In a 29-page decision, New York Supreme Court Justice Eileen Bransten in Manhattan ruled that Repsol didn't have standing to sue YPF and BNYMellon over the shareholder vote. Repsol had sought $50 million in damages, alleging that its stake in YPF had been wrongfully diminished and that it missed out on an opportunity to appoint two directors to YPF's board.

On the losing end of the ruling were Repsol's attorneys at Butzel Long, led by Robert Sidorsky. Mauricio Espana and Hector Gonzalez of Dechert represented BNYMellon. Chadbourne & Parke's Thomas Hall represented YPF.

Repsol, a Spanish oil company, acquired a controlling interest in YPF back in 1999. The Argentine government nationalized YPF in April 2012 and expropriated most of Repsol's interest, leaving Repsol a minority shareholder with voting rights in 6 percent of YPF's shares. A shareholder vote to appoint YPF directors was scheduled for June 4, 2012, not long after the expropriation. The deadline for submitting proxy cards was 5 p.m. on May 30, 2012.

On the day of the deadline, Repsol launched a surprise maneuver to increase its influence in the election and appoint Repsol-friendly directors. It explained that, as part of a financing agreement, it had a security interest in YPF shares owned by a company called Petersen Energia SA. Petersen had defaulted under the terms of the financing agreement, so Repsol said it could vote in Petersen's shoes. Repsol claimed that, with the added benefit of the Petersen shares, it could appoint three directors and two alternate directors to YPF's board.

At 2 p.m. on May 30, 2012, Repsol gave its voting instructions to BNYMellon, which served as the collateral agent for the Petersen shares. BNYMellon said it would only carry out the voting instructions if YPF gave its blessing. YPF told BNYMellon not to carry out the voting instructions. BNYMellon informed Repsol of the denial sometime after the 5 p.m. deadline.

In a July 2012 complaint, Repsol's lawyers at Butzel Long alleged that "because of YPF's improper disallowance of Repsol's voting instructions and BNY's refusal and failure to vote the pledged [shares] in accordance with those instructions, Repsol [was] only able to appoint one director and one alternate director."

That argument didn't get far with Bransten. She ruled in Thursday's decision that the controlling agreements didn't give Repsol the right to sue over the Petersen shares.
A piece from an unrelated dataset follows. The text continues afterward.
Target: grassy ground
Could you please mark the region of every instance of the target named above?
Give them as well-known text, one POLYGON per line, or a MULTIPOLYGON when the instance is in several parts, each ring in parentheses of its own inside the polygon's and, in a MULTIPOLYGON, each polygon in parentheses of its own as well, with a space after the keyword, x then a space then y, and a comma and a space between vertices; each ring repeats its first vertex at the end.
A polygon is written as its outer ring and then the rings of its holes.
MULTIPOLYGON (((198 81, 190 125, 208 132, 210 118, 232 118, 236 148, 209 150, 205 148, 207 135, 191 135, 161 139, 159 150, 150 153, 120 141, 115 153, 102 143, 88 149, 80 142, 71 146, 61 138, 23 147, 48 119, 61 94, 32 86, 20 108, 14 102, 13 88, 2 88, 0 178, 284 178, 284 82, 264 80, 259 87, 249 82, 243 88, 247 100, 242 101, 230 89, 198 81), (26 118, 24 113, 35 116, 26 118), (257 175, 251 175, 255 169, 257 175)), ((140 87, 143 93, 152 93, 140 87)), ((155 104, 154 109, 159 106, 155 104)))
And, in any event, BNYMellon is shielded from liability as long as it acted in good faith, Bransten ruled.

Back in August, Repsol won a ruling from New York Supreme Court Justice Shirley Werner Kornreich that could help it block YPF's effort to develop the expropriated oil and gas assets. Repsol is also pursuing Spanish litigation against companies that benefited from the expropriation, including Chevron Corp, as the Financial Times reported here.